144 Reviewing some of the cases treated in this section, a writer in 1926 said: “It appears, then, that the Supreme Court has quite definitely committed itself to a program of making itself, to some extent, a tribunal for bringing about uniformity in the field of conflicts...although the precise circumstances under which it will regard itself as having jurisdiction for this purpose are far from clear.” Dodd, The Power of the Supreme Court to Review State Decisions in the Field of Conflict of Laws, 39 L. Rev.533,562 (1926). It can hardly be said that the law has been subsequently clarified on this point.
145 Cook, The Power of Congress Under the Full Faith and Credit Clause, 28 L.J.421,430 (1919).

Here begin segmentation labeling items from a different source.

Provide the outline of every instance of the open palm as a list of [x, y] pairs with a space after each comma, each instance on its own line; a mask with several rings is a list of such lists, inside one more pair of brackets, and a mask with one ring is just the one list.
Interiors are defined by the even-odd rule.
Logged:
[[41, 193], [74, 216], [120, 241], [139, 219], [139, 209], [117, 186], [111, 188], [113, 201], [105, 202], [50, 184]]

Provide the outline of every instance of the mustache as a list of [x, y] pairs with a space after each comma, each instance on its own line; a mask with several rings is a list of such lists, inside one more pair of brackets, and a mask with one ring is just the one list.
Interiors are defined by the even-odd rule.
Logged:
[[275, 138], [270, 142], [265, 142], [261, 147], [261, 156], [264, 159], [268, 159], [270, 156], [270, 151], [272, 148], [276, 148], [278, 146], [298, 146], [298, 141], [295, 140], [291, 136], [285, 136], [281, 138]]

146 No right, privilege, or immunity is conferred by the Constitution in respect to judgments of foreign states and nations. Aetna Life Insurance Co. v. Tremblay, 223 U.S. 185 (1912). See also Hilton v. Guyot, 159 U.S. 113, 234 (1895), where a French judgment offered in defense was held not a bar to the suit. Four Justices dissented on the ground that “the application of the doctrine of res judicata does not rest in discretion; and it is for the Government, and not for its courts, to adopt the principle of retorsion, if deemed under any circumstances desirable or necessary.” At the same sitting of the Court, an action in a United States circuit court on a Canadian judgment was sustained on the same ground of reciprocity, Ritchie v. McMullen, 159 U.S. 235 (1895). See also Ingenohl v. Olsen & Co., 273 U.S. 541 (1927), where a decision of the Supreme Court of the Philippine Islands was reversed for refusal to enforce a judgment of the Supreme Court of the British colony of Hong Kong, which was rendered “after a fair trial by a court having jurisdiction of the parties.” Another instance of international cooperation in the judicial field is furnished by letters rogatory. See 28 U.S.C. Sec. 1781 . Several States have similar provisions, 2 J. Moore, Digest of International Law (Washington: 1906), 108–109.